Dann bin ich eindeutig kein Profi! :smile: Mir ist nichts bekannt. Aber ich möchte auf RAW und Histogramm nicht mehr verzichten!

Nur die engagierten Amateure leugnen das immer (ich übrigens
auch lange :smile: ) Da kannste gar nicht genug Meßfelder haben.

???
Ich nutze von meinen 7 immer exakt ein Meßfeld. Ich kenne auch niemanden, der auch nur einigermaßen professionell fotografiert, der nicht selektiv mißt!

Hallo nochmal,

Dein Artikel hatte mich zu nochmaligem Preisstudium angeregt.

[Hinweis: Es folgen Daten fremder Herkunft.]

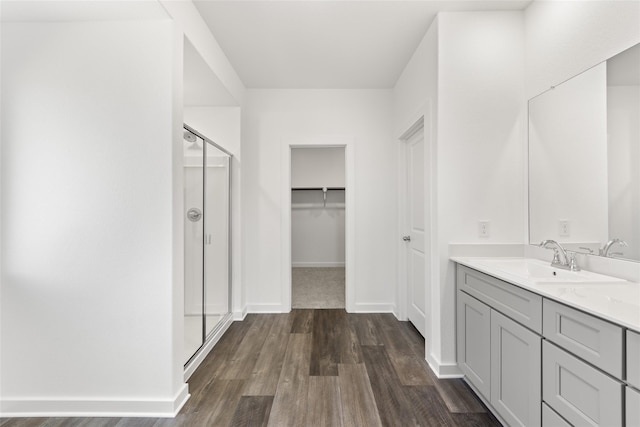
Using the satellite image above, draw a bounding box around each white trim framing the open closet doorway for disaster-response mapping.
[282,136,356,313]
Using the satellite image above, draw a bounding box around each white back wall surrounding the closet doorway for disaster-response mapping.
[242,90,397,311]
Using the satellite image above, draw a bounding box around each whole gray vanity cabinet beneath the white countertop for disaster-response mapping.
[456,264,640,427]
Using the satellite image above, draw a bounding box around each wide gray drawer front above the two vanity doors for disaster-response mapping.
[456,265,542,333]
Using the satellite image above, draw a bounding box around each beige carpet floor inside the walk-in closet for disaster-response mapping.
[291,267,345,308]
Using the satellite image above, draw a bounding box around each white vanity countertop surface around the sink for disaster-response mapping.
[451,257,640,332]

Siehe da, die Minolta-Cams sind mittlerweile so günstig, dass ich mich nun doch für die Dynax 7D mit einem Sigma DC 3,5-6,3/18-200 dazu entschieden habe. Ist zwar etwas teurer als geplant, aber ich kann ja nun Teile der alten Canon-Ausrüstung noch verkaufen und später langsam den Objektivpark ausbauen.